Working with AWS Glue DataBrew to prepare data without writing code - Part 1/4 | Amazon Web Services
Introduction to AWS Glue DataBrew
Overview of the Learning Series
- The series is presented by Harshad Adipati, a Principal Solutions Architect at AWS, focusing on analytics.
- This is part one of a four-part series covering the fundamentals of AWS Glue DataBrew.
- Participants will learn how to load data into DataBrew and conduct exploratory data analysis without coding.
Upcoming Parts in the Series
- Part two will focus on cleaning datasets, including handling null values and filtering transforms.
- Part three will cover enriching datasets using transformations like joins and aggregations.
- Part four will delve into feature engineering techniques such as outlier handling and one-hot encoding.
Challenges in Data Preparation
Issues with Traditional Methods
- Data preparation is often time-consuming, involving multiple steps for cleaning and normalizing data before analysis.
- Existing tools can be expensive and may require rework, complicating workflows for analysts and scientists.
- Manual processes introduce complexity in maintaining reusable workflows, leading to significant overhead.

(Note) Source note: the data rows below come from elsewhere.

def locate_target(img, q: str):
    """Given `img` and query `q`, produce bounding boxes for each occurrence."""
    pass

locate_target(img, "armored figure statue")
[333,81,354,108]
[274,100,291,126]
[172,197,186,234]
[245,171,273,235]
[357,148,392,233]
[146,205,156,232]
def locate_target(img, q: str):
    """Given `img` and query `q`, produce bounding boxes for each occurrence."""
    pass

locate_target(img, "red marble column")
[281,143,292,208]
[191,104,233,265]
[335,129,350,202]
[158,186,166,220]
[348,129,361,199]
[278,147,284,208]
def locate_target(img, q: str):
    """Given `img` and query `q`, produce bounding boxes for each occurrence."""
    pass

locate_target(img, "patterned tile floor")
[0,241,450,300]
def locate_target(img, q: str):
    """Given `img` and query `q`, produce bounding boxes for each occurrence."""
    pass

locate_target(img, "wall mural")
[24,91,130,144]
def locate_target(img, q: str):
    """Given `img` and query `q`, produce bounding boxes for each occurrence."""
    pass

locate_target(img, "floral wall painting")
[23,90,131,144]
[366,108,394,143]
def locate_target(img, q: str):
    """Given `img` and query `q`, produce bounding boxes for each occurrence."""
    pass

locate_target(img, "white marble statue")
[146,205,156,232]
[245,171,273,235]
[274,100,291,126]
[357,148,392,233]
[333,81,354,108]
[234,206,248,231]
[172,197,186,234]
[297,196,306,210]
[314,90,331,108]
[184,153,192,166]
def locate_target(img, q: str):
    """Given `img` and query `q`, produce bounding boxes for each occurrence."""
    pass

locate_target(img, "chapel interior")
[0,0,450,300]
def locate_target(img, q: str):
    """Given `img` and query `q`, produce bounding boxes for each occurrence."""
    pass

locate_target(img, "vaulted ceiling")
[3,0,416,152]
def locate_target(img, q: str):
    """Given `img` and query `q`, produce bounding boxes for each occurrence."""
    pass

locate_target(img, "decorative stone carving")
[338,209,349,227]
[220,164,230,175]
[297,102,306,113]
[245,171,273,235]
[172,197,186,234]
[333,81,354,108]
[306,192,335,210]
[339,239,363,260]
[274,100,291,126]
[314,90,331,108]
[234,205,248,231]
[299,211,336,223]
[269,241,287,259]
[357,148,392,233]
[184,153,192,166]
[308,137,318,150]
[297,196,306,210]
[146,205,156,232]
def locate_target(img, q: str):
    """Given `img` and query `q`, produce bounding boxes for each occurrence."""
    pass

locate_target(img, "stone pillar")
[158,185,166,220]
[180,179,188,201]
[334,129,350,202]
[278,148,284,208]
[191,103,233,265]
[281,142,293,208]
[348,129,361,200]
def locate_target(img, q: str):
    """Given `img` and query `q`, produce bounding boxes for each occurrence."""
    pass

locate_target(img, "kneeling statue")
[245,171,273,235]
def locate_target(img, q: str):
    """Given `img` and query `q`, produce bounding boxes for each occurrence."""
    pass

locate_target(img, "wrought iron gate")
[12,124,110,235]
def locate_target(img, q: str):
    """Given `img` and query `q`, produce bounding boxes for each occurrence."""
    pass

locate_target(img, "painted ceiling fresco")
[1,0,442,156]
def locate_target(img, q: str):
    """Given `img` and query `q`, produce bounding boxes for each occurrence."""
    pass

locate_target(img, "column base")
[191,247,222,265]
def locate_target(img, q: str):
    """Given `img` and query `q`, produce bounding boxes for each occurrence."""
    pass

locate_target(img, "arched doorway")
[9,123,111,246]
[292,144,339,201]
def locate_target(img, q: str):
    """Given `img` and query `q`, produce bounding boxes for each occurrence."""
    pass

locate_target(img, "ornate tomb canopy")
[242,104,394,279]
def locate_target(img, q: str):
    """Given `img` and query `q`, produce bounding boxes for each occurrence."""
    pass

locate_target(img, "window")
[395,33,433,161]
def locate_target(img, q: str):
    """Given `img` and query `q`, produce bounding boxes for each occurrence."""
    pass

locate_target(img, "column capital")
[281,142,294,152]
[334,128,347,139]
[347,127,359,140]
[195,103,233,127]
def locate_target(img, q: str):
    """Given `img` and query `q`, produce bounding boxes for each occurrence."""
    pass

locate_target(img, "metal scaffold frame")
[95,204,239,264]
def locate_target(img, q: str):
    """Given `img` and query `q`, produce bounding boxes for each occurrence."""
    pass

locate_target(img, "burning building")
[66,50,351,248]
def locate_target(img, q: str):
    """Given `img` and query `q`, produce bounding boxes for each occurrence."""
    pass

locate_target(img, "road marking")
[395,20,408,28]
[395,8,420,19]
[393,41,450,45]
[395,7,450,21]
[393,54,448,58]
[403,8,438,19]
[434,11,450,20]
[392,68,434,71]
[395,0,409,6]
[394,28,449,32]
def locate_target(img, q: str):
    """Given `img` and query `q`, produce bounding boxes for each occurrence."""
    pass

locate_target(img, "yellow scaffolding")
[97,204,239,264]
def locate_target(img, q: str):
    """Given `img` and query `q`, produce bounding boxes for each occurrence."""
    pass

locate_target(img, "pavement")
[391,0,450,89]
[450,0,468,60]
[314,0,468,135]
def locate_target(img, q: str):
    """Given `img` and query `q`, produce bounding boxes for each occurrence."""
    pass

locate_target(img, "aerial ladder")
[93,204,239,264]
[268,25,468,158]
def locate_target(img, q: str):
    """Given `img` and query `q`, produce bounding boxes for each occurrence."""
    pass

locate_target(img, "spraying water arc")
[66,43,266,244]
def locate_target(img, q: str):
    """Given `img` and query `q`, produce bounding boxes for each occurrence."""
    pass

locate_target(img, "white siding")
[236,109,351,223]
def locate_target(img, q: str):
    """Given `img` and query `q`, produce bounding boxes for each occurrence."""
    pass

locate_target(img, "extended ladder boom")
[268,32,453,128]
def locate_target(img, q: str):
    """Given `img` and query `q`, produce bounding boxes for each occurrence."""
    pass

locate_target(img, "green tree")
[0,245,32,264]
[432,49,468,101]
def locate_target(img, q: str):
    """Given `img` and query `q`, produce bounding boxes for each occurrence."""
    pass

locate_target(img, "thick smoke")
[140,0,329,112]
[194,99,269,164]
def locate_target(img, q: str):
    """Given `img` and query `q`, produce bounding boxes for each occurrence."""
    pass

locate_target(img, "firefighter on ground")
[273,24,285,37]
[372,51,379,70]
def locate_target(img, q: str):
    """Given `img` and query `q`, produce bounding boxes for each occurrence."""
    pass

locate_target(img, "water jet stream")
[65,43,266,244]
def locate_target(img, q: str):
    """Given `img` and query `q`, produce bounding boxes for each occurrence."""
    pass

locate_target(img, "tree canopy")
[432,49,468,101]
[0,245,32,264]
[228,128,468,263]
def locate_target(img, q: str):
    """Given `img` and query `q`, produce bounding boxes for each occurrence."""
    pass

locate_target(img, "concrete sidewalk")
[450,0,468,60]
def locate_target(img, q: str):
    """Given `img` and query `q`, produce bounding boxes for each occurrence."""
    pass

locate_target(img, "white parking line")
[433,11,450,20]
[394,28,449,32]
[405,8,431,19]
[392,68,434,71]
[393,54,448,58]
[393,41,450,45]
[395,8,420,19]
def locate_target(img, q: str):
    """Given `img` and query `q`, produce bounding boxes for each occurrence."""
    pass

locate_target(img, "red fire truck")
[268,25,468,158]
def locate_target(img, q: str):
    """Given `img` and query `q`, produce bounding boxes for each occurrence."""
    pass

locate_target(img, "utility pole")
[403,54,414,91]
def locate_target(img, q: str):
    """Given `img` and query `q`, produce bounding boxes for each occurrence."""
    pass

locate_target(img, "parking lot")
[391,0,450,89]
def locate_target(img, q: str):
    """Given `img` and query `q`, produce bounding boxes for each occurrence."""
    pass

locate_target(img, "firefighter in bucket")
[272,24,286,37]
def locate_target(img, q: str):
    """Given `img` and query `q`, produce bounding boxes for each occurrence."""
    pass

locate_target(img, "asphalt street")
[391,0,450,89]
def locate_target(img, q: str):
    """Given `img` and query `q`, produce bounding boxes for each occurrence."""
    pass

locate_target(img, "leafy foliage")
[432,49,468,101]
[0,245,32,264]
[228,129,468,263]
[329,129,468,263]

Introduction to AWS Glue DataBrew
Features of DataBrew
- AWS Glue DataBrew allows users to clean and normalize data up to 80% faster through a visual interface.
- It supports over 250 built-in transformations commonly used in daily operations.
- Users can build reusable recipes and monitor data transformation lineage easily.
Integration Capabilities
- Seamless integration with various data sources via JDBC connectors enhances flexibility for users.
- The visual interface is accessible through the AWS console or can be embedded into Jupyter Notebook or SageMaker Studio.
Demo Walkthrough of AWS Glue DataBrew
Navigating the Interface
- The demo begins with an overview of the Glue DataBrew landing page highlighting options like datasets, projects, recipes, and jobs.
Creating Datasets
- Users can create new datasets from supported sources or upload files directly from their desktops.
- Supported JDBC sources include Microsoft SQL Server, MySQL, Oracle, PostgreSQL, Redshift, and Snowflake.
Example Dataset Creation Process
- For this demo, three data sources are introduced: product sales (Excel), customer (CSV), which are essential for self-service scenarios in analysis.
- Steps include selecting S3 buckets for saving files while specifying formats like Excel or CSV during dataset creation.
Data Profiling and Analysis with Data Brew
Overview of Data Profiling
- The process begins by selecting the entire dataset or a sample for profiling, which is saved in JSON format to an S3 bucket. Users can choose specific columns to profile, optimizing cost and time.
- It is recommended to run profiling jobs periodically as new data is added, although this step is skipped in the demo. A role with access to both Data Blue and the S3 dataset must be selected before running the job.
Insights from Profile Output
- Upon completion of the profiling job, users receive detailed information including total records, column counts, missing or duplicate data, correlation between columns, and value distributions.
- Column statistics provide insights such as data quality metrics, histograms showing data distribution, minimum/maximum values, standard deviation, outlier detection using z-scores, and additional insights on selected columns.
Understanding Data Lineage
- Clicking on the data lineage tab reveals how data has evolved over time and what transformations were applied across different projects. This includes tracking recipes created from these projects.
Creating a Project for Analysis
- To start analysis, users create a project by naming it and selecting a dataset (e.g., sales dataset). Visual analysis in Data Brew uses sample sizes ranging from 500 to 5000 records.
- Users can select random rows for their analysis; after creating a project, datasets are displayed in grid view along with selected sample sizes.
Transformations Available in Data Brew
- Over 250 transformations are available for use within Data Brew. These include common functions like filtering data sets and changing date formats.
- Additional capabilities allow handling missing values and outliers through various aggregation functions. More complex operations can utilize case statements or pivot functions without requiring coding skills.
Conclusion on Data Brew's Capabilities
- The session highlights that Data Brew simplifies data preparation through its visual interface while offering reusable recipes that enhance monitoring changes in datasets.